And what about Iowa? Is it, as the Times’ Nate Cohn argued, a state where Warren must be well-known due to the concentration of campaign activity there? The Morning Consult survey taken largely over the same time as the Times’ poll finds 31% of registered voters in Iowa saying they have “heard of, no opinion” and 15% who say they have “never heard of” Warren. This is, of course, nowhere as close to the name ID saturation of Trump.
Again, even among the much more tuned-in Democratic primary voters, establishing name ID for the 2020 candidates has been a challenge. Here in December, and five primary debates later, 39% of potential Democratic primary voters still report they’ve “heard of, no opinion” or “have never heard of” Pete Buttigieg, who is the current front-runner in Iowa.
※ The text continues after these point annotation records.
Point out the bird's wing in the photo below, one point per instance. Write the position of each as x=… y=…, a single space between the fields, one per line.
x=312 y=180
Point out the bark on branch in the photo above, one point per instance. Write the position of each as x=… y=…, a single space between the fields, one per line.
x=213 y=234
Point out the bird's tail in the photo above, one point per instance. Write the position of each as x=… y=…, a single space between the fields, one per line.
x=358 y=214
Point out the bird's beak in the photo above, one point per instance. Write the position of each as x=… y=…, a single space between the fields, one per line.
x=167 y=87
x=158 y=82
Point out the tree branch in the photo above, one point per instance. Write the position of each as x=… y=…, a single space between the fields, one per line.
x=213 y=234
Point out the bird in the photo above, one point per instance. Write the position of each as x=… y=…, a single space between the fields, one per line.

The name recognition nut is tough to crack. Indeed, due to his media empire and status as a billionaire, Michael Bloomberg is already in fifth place in the Morning Consult national tracker in terms of polling support at 5%, vaulting over candidates who’ve been months on the stump, such as Amy Klobuchar and Cory Booker.
The point of all this isn’t to argue that Warren, or any other candidate, is electable or not, only that due to low knowledge in the electorate about most candidates, polls are incapable of telling us the answer. But when polls are released that purport to do so, by quality pollsters representing the nation’s best outfits, consumers of this data take their findings as gospel. Because of the potential impact on the actual performances of the candidates, those conducting presidential primary horserace polling must be sensitive to the narrative-setting applications of this data. The electoral fortunes of candidates may depend upon it.